Walter Bradford Cannon joined Harvard Medical Schools and started working at Bowditch’s Lab during his first year. Henry Pickering Bowditch, who had worked with Claude Bernard, directed the laboratory there. After earning his degree four years later, Cannon was hired by William Townsend Porter at Harvard as an instructor in the Department of Physiology. Cannon became Higginson Professor and chairman of the Department of Physiology at Harvard Medical School in 1906. From 1914 to 1916 he was also President of the American Physiological Society.

When Cannon first started working with Bowditch he used the newly discovered X-rays to study the mechanism of swallowing and the motility of the stomach. He managed to demonstrate deglutition in a goose at the American Physiological Society meeting in December 1896. Cannon published his first paper on this research in the first issue of the American Journal of Physiology in January 1898.

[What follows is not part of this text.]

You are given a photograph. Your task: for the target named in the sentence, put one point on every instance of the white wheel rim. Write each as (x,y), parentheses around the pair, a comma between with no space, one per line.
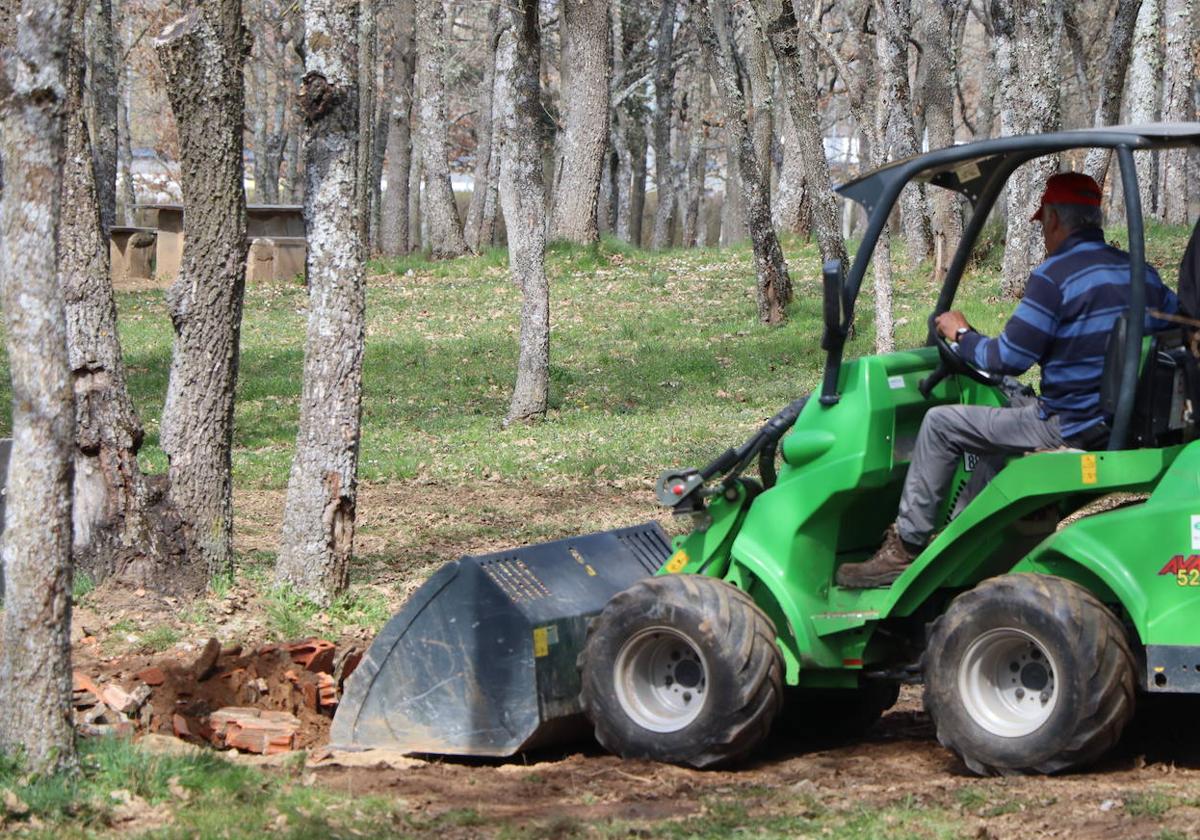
(1008,683)
(661,679)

Inspired by the early ides of Claude Bernard of milieu interieur, Walter Cannon developed the concept of homeostasis. He published his results in the book The Wisdom of the Body in 1932. Walter Cannon presented four tentative propositions to describe the general features of homeostasis: (1) Constancy in an open system, such as our bodies represent, requires mechanisms that act to maintain this constancy. Cannon based this proposition on insights into the ways by which steady states such as glucose concentrations, body temperature and acid-base balance were regulated. (2) Steady-state conditions require that any tendency toward change automatically meets with factors that resist change. An increase in blood sugar results in thirst as the body attempts to dilute the concentration of sugar in the extracellular fluid. (3) The regulating system that determines the homeostatic state consists of a number of cooperating mechanisms acting simultaneously or successively. Blood sugar is regulated by insulin, glucagons, and other hormones that control its release from the liver or its uptake by the tissues. (4) Homeostasis does not occur by chance, but is the result of organized self-government.